With a budget passed and the schools now funded, the legislature is sending a bill to Gov Rauner that would expand the funding of abortions for Medicaid recipients and state workers via their state insurance.
HB-40 was passed by the Democrat-controlled legislature, but had been held back on a legislative hold, but now that is released, which means the Governor will have until late November to decide if he will sign it into law, or veto it.
In part, the bill amends the Illinois Public Aid Code by removing a provision excluding abortions or induced miscarriages or premature births from the list of services provided under the State’s medical assistance program.
The Legislature is coming back into session in late October, and early November, to take up the Fall Veto Session. Should the Gov act quickly on the bill, with a veto, he could then put the pressure back on the legislature to take a vote to override.
The Governor has had his share of controversy but has not wade deep into the boiling waters of abortion rights — and would likely wish to avoid that pool altogether.

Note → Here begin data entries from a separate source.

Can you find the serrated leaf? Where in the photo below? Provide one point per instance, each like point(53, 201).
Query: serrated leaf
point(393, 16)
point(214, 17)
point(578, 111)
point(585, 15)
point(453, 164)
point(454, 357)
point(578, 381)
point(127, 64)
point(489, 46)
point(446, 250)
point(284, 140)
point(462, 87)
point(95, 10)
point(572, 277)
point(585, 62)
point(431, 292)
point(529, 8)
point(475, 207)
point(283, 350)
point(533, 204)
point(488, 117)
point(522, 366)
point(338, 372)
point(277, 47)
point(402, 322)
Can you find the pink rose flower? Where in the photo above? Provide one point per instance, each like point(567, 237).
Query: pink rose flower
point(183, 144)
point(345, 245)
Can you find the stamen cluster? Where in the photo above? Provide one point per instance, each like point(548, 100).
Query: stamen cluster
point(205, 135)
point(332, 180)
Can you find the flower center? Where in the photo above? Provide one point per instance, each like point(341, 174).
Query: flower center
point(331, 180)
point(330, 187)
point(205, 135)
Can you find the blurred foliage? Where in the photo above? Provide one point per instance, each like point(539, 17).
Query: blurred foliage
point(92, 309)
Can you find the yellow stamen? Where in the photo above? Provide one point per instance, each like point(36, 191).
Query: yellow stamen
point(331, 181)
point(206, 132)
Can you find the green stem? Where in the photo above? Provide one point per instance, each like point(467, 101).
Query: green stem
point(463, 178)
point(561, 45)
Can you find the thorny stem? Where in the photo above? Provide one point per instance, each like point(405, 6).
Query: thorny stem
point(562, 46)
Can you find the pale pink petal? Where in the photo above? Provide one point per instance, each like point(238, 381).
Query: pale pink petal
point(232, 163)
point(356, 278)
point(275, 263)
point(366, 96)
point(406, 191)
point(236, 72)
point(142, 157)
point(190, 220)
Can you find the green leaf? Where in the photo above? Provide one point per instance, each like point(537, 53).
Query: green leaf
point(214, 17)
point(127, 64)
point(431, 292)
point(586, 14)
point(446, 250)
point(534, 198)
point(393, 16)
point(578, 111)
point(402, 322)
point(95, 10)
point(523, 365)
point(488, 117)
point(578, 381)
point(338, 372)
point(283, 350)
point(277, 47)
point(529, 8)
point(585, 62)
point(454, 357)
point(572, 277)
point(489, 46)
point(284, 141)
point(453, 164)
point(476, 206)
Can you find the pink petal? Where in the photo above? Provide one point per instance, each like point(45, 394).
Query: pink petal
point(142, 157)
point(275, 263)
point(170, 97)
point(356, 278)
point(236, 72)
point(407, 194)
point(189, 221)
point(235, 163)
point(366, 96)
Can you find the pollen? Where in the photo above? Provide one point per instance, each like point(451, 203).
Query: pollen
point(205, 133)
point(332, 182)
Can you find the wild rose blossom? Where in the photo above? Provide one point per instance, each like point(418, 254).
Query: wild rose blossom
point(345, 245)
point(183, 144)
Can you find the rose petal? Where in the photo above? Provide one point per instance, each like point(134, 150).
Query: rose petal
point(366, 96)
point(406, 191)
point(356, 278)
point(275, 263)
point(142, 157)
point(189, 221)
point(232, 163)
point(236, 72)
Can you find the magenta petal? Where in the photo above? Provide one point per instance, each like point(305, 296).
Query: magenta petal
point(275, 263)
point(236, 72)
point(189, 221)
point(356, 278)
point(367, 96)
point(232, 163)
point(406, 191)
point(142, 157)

One Democrat running for Governor, Sen Dan Biss, offered this comment on Monday, “After promising to sign every provision of HB40, Rauner is playing politics instead of standing up for a woman’s right to choose.
But as Rauner waits to see where the wind blows, hundreds of thousands of women wonder what Trump’s America could mean for them. Amidst attacks from Washington, we have a responsibility to defend every Illinoisan—that’s why I co-sponsored HB40, and why I’m calling on Rauner to sign it into law today.”

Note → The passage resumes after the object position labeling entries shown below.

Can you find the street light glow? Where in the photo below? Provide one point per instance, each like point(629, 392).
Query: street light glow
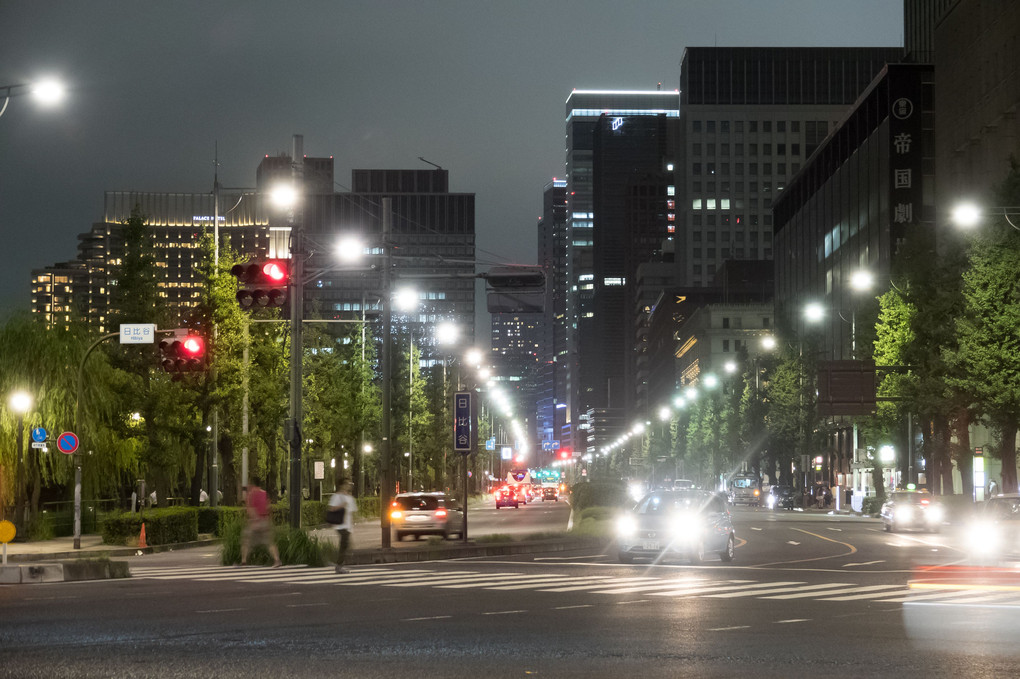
point(861, 280)
point(284, 195)
point(406, 299)
point(447, 332)
point(48, 92)
point(20, 402)
point(966, 215)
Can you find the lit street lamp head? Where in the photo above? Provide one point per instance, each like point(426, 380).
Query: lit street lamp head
point(20, 402)
point(966, 215)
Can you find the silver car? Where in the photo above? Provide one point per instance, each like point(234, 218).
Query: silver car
point(690, 524)
point(425, 514)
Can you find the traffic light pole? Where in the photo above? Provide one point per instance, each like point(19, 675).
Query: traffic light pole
point(297, 343)
point(386, 463)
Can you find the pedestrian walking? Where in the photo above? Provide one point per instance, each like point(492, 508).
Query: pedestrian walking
point(258, 529)
point(341, 515)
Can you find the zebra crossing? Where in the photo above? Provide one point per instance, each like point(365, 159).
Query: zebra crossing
point(684, 586)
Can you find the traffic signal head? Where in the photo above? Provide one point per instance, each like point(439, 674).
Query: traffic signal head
point(263, 283)
point(182, 352)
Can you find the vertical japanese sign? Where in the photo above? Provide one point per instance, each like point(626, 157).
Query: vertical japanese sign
point(905, 146)
point(463, 422)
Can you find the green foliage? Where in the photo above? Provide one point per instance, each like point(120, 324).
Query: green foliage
point(871, 506)
point(598, 493)
point(298, 546)
point(165, 526)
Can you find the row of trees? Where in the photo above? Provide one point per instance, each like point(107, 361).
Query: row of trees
point(950, 321)
point(138, 421)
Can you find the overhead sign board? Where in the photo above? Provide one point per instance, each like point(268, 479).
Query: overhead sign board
point(463, 422)
point(67, 442)
point(138, 333)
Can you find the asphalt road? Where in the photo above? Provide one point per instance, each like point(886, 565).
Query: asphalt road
point(806, 596)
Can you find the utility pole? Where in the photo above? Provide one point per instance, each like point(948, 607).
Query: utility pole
point(387, 369)
point(297, 312)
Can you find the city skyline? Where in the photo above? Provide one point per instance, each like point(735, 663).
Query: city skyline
point(147, 112)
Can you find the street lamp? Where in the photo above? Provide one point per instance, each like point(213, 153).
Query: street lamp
point(47, 92)
point(20, 403)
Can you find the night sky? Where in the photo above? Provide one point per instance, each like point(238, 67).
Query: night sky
point(475, 87)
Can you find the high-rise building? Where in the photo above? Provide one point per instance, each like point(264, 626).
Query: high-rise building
point(633, 201)
point(750, 119)
point(554, 358)
point(584, 108)
point(432, 237)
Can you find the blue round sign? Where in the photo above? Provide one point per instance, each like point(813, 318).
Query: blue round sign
point(67, 442)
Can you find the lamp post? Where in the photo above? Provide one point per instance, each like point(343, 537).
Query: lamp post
point(46, 92)
point(20, 403)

But in this grace period where we’re not hearing how the state is collapsing on a daily basis — perhaps the Gov will opt to take his time and weigh the politics of how to handle this abortion issues, which some say will protect abortion rights in Illinois, should President Trump get enough justices approved on the US Supreme Court to overturn Roe v Wade, and return the United States to what the law was prior to January 1973 [Roe decision], when abortion rights were determined state-by-state.